Christine Lagarde, Jim Yong Kim

In this Wednesday, Oct. 7, 2015, file photo, International Monetary Find Managing Director Christine Lagarde listens as World Bank President Jim Yong Kim addresses a forum in Lima, Peru, during the annual meetings of the World Bank Group and IMF. AP File Photo

BEIJING, China—China on Saturday welcomed backing from IMF experts that the yuan should be included in its reserve currencies, saying the move would strengthen the world’s financial system.

Now the world’s second-largest economy, China asked last year for the yuan to be added to the elite basket of SDR currencies, but until recently it was considered too tightly controlled to qualify.

It now looks likely the yuan will be formally admitted to the IMF’s “special drawing rights” currency basket at the end of the month, which would mark a milestone in China’s efforts to become a global economic power.

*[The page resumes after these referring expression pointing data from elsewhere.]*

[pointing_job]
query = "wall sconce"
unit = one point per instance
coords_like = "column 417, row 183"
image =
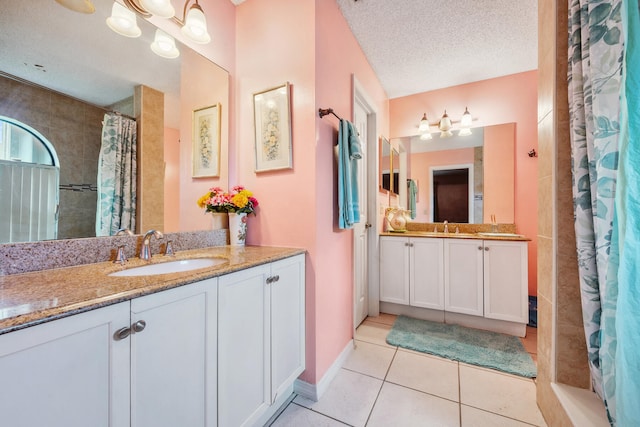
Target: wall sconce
column 193, row 23
column 445, row 125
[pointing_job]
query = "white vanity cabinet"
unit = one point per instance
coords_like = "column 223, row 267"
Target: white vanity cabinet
column 260, row 340
column 411, row 271
column 150, row 361
column 473, row 282
column 68, row 372
column 174, row 357
column 463, row 280
column 506, row 293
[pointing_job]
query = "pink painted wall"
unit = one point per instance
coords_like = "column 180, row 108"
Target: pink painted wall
column 420, row 171
column 279, row 41
column 171, row 180
column 338, row 57
column 501, row 100
column 499, row 172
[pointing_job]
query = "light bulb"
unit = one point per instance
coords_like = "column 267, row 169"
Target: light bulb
column 195, row 25
column 123, row 21
column 164, row 45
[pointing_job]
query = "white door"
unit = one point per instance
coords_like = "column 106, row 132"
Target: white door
column 173, row 364
column 360, row 229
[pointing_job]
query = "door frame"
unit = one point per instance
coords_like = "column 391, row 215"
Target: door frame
column 361, row 97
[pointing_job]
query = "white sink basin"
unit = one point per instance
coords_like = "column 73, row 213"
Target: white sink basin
column 501, row 235
column 170, row 267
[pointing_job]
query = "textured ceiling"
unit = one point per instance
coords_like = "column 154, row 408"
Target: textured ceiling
column 420, row 45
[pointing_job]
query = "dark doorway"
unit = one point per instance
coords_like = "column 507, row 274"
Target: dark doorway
column 451, row 195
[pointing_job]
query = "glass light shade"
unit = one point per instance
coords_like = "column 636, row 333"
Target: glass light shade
column 424, row 124
column 195, row 25
column 82, row 6
column 123, row 21
column 466, row 119
column 161, row 8
column 164, row 45
column 445, row 122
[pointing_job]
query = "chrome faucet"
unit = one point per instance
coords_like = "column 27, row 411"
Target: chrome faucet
column 145, row 250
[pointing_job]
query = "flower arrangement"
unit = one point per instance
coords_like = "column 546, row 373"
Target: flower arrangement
column 239, row 200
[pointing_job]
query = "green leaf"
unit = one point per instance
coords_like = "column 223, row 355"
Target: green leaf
column 599, row 14
column 601, row 209
column 606, row 187
column 597, row 32
column 584, row 183
column 610, row 160
column 615, row 15
column 612, row 37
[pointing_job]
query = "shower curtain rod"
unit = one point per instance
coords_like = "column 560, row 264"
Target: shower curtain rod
column 325, row 111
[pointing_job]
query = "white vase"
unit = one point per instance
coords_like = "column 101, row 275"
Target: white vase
column 219, row 220
column 237, row 228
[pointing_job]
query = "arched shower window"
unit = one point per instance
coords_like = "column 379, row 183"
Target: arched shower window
column 29, row 176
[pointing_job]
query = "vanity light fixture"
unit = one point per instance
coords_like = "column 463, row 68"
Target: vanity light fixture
column 123, row 21
column 193, row 23
column 445, row 125
column 164, row 45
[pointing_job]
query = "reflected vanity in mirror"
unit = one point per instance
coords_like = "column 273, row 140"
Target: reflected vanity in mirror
column 62, row 70
column 462, row 179
column 389, row 167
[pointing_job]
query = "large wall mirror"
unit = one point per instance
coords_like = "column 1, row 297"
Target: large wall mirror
column 389, row 167
column 62, row 70
column 461, row 179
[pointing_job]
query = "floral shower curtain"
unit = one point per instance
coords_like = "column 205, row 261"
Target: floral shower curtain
column 117, row 176
column 605, row 189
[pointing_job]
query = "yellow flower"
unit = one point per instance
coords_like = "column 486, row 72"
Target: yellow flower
column 241, row 199
column 202, row 201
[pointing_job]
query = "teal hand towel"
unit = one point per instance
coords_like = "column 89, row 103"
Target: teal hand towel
column 413, row 193
column 349, row 152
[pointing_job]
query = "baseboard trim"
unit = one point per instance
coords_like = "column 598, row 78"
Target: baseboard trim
column 315, row 391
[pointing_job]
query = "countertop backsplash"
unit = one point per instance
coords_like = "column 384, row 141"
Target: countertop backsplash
column 16, row 258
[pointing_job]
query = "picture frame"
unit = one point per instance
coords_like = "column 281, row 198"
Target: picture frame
column 206, row 142
column 272, row 120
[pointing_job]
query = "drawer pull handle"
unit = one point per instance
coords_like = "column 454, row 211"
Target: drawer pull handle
column 139, row 326
column 122, row 333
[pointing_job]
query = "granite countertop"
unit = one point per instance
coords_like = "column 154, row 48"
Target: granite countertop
column 31, row 298
column 476, row 236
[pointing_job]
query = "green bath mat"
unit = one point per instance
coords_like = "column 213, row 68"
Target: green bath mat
column 482, row 348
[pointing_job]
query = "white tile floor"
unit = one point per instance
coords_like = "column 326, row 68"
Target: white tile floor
column 382, row 385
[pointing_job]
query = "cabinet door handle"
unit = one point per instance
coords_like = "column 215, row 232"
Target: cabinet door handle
column 139, row 326
column 122, row 333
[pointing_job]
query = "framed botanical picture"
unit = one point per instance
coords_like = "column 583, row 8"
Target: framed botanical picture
column 272, row 115
column 206, row 142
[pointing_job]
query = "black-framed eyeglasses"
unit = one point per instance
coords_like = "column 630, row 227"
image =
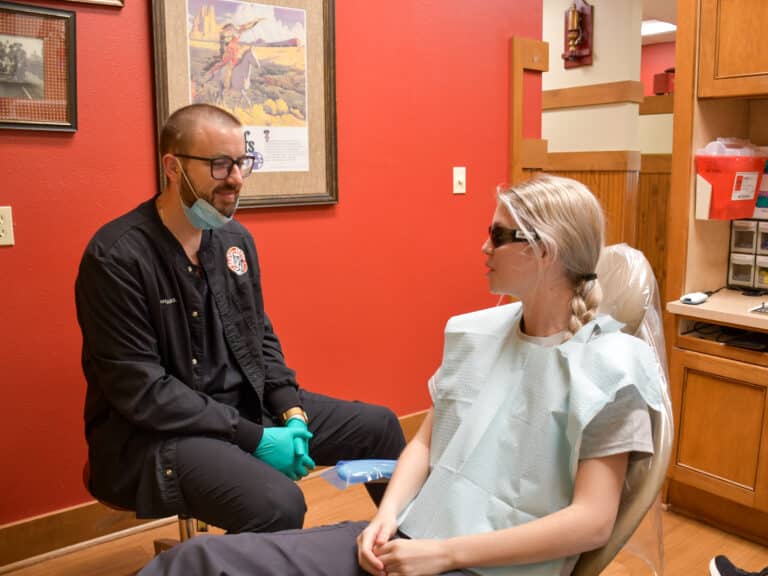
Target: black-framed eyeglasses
column 221, row 166
column 500, row 235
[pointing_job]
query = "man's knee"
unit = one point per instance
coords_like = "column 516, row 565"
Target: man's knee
column 285, row 510
column 384, row 427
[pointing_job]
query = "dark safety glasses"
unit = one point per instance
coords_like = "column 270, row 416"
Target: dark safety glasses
column 500, row 235
column 221, row 166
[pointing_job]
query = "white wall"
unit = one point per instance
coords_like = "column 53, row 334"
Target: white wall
column 656, row 134
column 617, row 50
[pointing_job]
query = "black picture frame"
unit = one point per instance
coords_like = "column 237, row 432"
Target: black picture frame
column 38, row 69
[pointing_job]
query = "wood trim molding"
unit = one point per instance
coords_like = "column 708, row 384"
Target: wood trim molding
column 627, row 91
column 656, row 164
column 524, row 54
column 657, row 105
column 32, row 540
column 60, row 529
column 594, row 161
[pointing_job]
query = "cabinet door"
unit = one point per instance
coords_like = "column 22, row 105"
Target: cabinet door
column 721, row 426
column 733, row 48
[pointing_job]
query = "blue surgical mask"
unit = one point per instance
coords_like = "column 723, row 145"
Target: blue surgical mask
column 202, row 215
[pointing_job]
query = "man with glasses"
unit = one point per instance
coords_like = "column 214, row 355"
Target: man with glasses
column 190, row 407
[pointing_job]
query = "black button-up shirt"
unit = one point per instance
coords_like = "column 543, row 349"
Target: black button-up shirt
column 171, row 349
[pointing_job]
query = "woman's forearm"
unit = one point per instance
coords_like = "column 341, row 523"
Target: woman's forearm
column 584, row 525
column 411, row 470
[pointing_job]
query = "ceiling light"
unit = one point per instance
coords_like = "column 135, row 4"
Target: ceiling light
column 653, row 27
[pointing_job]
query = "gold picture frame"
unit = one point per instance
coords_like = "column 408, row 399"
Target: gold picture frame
column 272, row 64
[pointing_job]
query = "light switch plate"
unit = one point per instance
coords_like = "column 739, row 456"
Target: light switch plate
column 6, row 226
column 459, row 180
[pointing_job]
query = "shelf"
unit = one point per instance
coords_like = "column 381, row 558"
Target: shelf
column 727, row 307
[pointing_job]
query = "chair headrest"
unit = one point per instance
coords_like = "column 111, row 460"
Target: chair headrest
column 628, row 283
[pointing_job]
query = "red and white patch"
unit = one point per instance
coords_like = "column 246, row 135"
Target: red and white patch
column 236, row 260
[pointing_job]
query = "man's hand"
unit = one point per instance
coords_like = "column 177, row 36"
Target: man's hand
column 277, row 448
column 302, row 463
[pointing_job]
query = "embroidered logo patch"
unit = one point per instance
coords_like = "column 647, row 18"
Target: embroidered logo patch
column 236, row 260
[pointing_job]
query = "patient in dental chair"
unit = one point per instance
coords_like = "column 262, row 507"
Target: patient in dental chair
column 538, row 406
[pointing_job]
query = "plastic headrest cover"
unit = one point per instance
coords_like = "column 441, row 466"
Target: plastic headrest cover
column 628, row 285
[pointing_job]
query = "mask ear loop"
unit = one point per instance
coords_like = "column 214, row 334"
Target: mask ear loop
column 184, row 173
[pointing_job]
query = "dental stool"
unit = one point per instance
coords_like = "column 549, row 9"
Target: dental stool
column 188, row 527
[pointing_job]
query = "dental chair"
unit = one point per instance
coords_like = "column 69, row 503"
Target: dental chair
column 631, row 296
column 188, row 527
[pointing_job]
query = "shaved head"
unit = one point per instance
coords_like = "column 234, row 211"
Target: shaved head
column 181, row 126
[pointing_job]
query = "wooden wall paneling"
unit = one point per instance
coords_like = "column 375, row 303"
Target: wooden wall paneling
column 32, row 540
column 617, row 192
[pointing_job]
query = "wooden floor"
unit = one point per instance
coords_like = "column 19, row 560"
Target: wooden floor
column 688, row 545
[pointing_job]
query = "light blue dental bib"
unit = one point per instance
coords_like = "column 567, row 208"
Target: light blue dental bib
column 509, row 418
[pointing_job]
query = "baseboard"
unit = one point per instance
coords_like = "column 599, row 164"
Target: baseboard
column 34, row 539
column 60, row 529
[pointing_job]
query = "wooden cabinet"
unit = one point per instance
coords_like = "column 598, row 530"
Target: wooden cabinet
column 733, row 53
column 719, row 470
column 721, row 412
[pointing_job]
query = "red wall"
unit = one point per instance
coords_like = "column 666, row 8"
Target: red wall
column 655, row 58
column 358, row 292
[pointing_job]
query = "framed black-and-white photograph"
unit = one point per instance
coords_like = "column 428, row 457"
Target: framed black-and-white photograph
column 270, row 63
column 37, row 68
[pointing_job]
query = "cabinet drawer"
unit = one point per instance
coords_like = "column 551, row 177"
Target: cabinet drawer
column 733, row 60
column 721, row 426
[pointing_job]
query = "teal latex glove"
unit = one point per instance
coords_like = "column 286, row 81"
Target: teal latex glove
column 302, row 462
column 277, row 448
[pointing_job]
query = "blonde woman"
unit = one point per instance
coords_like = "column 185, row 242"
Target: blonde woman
column 537, row 407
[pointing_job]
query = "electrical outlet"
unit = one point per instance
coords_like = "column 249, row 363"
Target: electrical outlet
column 459, row 180
column 6, row 226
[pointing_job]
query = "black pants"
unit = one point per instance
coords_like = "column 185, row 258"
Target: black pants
column 323, row 551
column 229, row 488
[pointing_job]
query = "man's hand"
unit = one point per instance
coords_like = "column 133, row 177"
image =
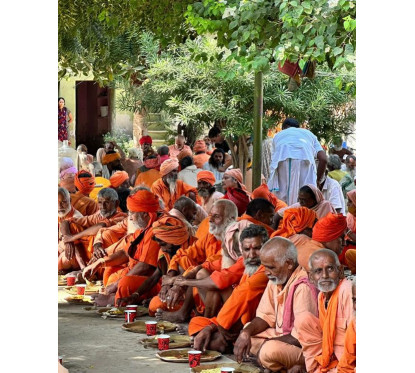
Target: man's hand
column 132, row 299
column 174, row 296
column 69, row 250
column 168, row 280
column 242, row 346
column 99, row 251
column 201, row 341
column 67, row 238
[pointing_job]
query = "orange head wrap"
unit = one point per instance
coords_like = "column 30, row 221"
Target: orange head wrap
column 168, row 166
column 352, row 196
column 295, row 220
column 171, row 230
column 329, row 228
column 199, row 146
column 85, row 184
column 184, row 153
column 263, row 192
column 108, row 158
column 146, row 140
column 207, row 176
column 118, row 178
column 143, row 201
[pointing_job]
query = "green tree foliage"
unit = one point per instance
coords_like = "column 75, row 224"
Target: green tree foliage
column 198, row 92
column 262, row 31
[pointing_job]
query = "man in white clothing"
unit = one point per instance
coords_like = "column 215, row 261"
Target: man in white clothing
column 293, row 163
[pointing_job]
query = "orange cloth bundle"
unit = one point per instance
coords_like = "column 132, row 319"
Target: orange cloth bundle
column 206, row 176
column 329, row 228
column 199, row 146
column 108, row 158
column 295, row 220
column 118, row 178
column 168, row 166
column 85, row 184
column 171, row 230
column 143, row 201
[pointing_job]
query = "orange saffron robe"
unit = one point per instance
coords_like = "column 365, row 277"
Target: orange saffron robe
column 241, row 305
column 85, row 205
column 163, row 192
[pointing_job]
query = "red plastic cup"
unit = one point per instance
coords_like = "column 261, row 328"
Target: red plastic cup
column 70, row 280
column 129, row 315
column 194, row 358
column 151, row 327
column 163, row 342
column 80, row 289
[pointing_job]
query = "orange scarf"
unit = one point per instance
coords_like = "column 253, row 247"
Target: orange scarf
column 327, row 318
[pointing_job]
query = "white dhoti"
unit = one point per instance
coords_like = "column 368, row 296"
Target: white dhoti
column 289, row 177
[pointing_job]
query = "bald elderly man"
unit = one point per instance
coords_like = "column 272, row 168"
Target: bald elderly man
column 323, row 337
column 168, row 188
column 271, row 335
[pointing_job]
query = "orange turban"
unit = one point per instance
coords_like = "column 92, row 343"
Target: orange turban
column 263, row 192
column 207, row 176
column 199, row 146
column 171, row 230
column 108, row 158
column 143, row 201
column 85, row 184
column 184, row 153
column 168, row 166
column 118, row 178
column 295, row 220
column 329, row 228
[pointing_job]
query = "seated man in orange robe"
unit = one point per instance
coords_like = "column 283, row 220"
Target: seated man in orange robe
column 263, row 192
column 240, row 303
column 271, row 336
column 75, row 248
column 85, row 184
column 235, row 190
column 347, row 363
column 168, row 188
column 137, row 250
column 121, row 183
column 297, row 225
column 188, row 261
column 322, row 338
column 171, row 234
column 206, row 189
column 149, row 172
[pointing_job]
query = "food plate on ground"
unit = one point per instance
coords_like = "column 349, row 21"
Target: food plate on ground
column 215, row 368
column 79, row 299
column 181, row 355
column 114, row 312
column 89, row 289
column 139, row 326
column 176, row 341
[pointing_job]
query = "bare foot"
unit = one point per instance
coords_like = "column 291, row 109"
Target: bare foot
column 177, row 316
column 103, row 300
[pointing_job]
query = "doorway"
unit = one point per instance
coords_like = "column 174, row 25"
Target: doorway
column 92, row 119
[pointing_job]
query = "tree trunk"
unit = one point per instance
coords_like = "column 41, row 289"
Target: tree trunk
column 258, row 109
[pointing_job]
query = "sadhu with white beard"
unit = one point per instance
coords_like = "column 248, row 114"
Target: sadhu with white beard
column 272, row 335
column 239, row 303
column 75, row 248
column 168, row 188
column 188, row 262
column 323, row 337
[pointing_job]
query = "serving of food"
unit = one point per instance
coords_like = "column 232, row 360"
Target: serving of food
column 181, row 355
column 139, row 326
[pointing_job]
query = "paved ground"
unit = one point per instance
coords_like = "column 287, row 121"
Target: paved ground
column 89, row 343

IMF chief Christine Lagarde said the fund now deemed the yuan “meets the requirements to be a ‘freely usable’ currency”—a key hurdle to joining the yen, dollar, pound and euro as a leading unit in international trade.

The yuan hit headlines in August when China’s central bank devalued the currency and said it would use a more market-oriented system to calculate the point around which the currency can trade each day.

The move sent markets into a tailspin as investors took it as a sign of slowing growth in China, a key driver of the world economy, but the central bank on Saturday said such reforms had taken it closer to joining the SDR basket.

“China thinks that the inclusion of the RMB (yuan) into the SDR basket will strengthen the representativeness and the attraction of the SDR (and) that it will improve the existing international monetary system,” the People’s Bank of China (PBoC) added.

“It will have win-win benefits both for China and the world.”

Yuan’s rapid rise

The yuan has rapidly grown in importance in recent years as China—the world’s top trading nation—has used it to settle more of its commerce, and made it directly convertable with more currencies.

Including the Chinese currency in the SDR would likely boost demand for yuan-denominated assets among central banks, and give it a sheen of respectability at a time when many investors are questioning Beijing’s ability to manage the slowing economy.

Lagarde said IMF experts ruled Beijing had addressed “all remaining operational issues” required for SDR inclusion, which will be decided by the executive board at a November 30 meeting.

“I support the staff’s findings,” she said, adding to expectations that the board will also back the yuan.

That would mark an about turn from the beginning of August—before the yuan devaluation—when the Fund said the currency was not freely usable enough to be included in the basket.

Despite the recent misgivings, there has been strong pressure for the IMF to act now as the SDR basket is only reviewed every five years.

If a decision to include the yuan is made this month, the actual inclusion could take place as late as September 30, 2016, giving Beijing more time to prepare.

The recommendation Friday was broadly backed by the United States, China’s main rival for world economic supremacy.

“We intend to support the renminbi’s inclusion in the Special Drawing Rights basket provided the currency meets the International Monetary Fund’s existing criteria,” the Treasury Department said, using another name for the yuan.

“We will review the IMF’s paper in that light.”